I tried searching on the last one first, which was unfortunate, as it led me mostly along the "tweak the module config" route. However, I did see a few links to people who'd had IRQ problems and had success booting with "pci=noacpi". At some point, that caught my attention and I noticed the "pci=routeirq" line in the logs. Shockingly enough, rebooting with this option passed to the kernel seems to have fixed it. Scanning the web seems to suggest that this is an indication that there's a flaw in the hda_intel driver.
Oh, one quick tip: "chgrp wheel" everything in /var/log which is root:root and not world readable, possibly also doing a "chmod g+wx" on them as well, and reading logs becomes a lot more pleasant. No more need to sudo just to read through a logfile. Don't make them writable, of course. (Anybody know of a good reason not to do this?)
no subject
http://www.mjmwired.net/kernel/Documentation/x86_64/boot-options.txt
When I was setting up my mythtv box, dealing with ALSA was the single worst problem I had to overcome. Congrautlations on getting through it.
no subject
pci=routeirq forces the all the routing to be done up front (the old way), rather than waiting for each device's driver to request configuration for the device and route it then (the new way)
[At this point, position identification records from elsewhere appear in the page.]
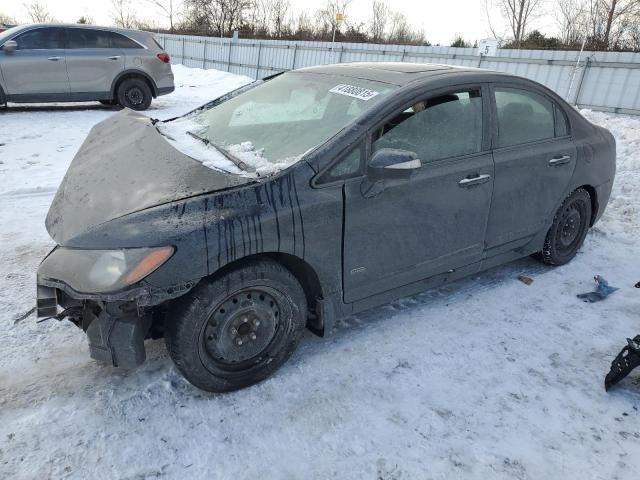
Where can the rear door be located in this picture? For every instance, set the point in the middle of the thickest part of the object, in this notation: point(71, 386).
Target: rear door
point(402, 232)
point(37, 68)
point(94, 60)
point(534, 161)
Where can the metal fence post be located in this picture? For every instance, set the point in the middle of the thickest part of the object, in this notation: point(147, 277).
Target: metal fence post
point(258, 63)
point(204, 55)
point(295, 52)
point(584, 74)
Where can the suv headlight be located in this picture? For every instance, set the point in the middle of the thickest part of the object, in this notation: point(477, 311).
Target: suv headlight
point(102, 271)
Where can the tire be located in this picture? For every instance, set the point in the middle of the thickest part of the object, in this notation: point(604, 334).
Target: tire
point(569, 229)
point(237, 330)
point(134, 93)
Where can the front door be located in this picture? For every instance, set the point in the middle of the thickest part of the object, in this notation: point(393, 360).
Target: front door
point(403, 231)
point(93, 61)
point(534, 162)
point(37, 68)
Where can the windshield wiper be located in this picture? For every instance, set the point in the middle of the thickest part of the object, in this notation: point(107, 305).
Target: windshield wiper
point(235, 160)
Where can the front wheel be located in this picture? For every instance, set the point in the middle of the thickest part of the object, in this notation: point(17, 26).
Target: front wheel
point(237, 330)
point(570, 226)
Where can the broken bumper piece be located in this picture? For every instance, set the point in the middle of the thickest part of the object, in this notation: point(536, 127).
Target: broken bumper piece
point(624, 363)
point(118, 341)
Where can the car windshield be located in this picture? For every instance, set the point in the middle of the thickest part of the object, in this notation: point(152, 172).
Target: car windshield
point(272, 125)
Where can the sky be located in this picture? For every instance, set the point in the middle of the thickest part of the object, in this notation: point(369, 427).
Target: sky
point(440, 20)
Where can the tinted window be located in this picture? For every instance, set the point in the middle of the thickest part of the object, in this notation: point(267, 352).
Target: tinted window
point(523, 117)
point(41, 39)
point(345, 168)
point(438, 128)
point(85, 38)
point(561, 123)
point(120, 41)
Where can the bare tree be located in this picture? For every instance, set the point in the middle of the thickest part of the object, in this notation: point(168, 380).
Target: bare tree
point(275, 16)
point(38, 12)
point(122, 13)
point(519, 14)
point(380, 14)
point(219, 17)
point(326, 17)
point(400, 30)
point(571, 18)
point(607, 17)
point(167, 8)
point(6, 19)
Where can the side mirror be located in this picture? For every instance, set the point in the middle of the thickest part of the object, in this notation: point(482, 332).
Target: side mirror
point(10, 46)
point(389, 163)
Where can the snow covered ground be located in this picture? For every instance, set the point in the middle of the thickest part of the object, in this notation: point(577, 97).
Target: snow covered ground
point(484, 378)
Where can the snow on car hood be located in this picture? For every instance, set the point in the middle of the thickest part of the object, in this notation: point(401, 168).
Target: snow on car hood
point(125, 166)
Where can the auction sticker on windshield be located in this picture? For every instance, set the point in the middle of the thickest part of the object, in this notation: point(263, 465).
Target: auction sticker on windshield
point(353, 91)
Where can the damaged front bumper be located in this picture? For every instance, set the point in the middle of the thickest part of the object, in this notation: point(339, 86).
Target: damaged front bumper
point(116, 324)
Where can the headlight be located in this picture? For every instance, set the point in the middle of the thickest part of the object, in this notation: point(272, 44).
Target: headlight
point(102, 271)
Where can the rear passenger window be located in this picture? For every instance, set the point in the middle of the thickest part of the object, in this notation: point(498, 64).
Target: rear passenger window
point(437, 128)
point(523, 117)
point(561, 123)
point(41, 39)
point(120, 41)
point(85, 38)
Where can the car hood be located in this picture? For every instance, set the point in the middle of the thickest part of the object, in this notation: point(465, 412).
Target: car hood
point(125, 166)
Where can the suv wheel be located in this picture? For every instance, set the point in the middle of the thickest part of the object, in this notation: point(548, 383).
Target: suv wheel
point(237, 330)
point(134, 93)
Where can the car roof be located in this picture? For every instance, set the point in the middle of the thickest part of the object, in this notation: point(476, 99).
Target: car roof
point(125, 31)
point(396, 73)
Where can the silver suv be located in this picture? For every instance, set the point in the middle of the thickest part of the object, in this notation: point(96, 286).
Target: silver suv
point(76, 63)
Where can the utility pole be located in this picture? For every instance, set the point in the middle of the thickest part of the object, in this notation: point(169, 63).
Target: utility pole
point(339, 18)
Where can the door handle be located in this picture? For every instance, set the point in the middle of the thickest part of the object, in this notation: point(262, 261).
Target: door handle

As I took it from my searching, pci=routeirq is a smaller hammer.
Actually, one of the things I want to get working is thermal monitoring, and making sure that ACPI is managing the fan speed correctly and using the CPU scaling to reduce power when it's mostly idle. It's going to double as a server (I think it can run cooler than my old desktop)...given that it's always on, I'd like to minimize power consumption and noise output.
Thanks. On my last couple of computers it's definitely been the video configuration which has been the nightmare. I had to jump through some hoops on that here, too, actually. I still need to go back and tweak it to my satisfaction, and then you'll probably see an xorg.conf here.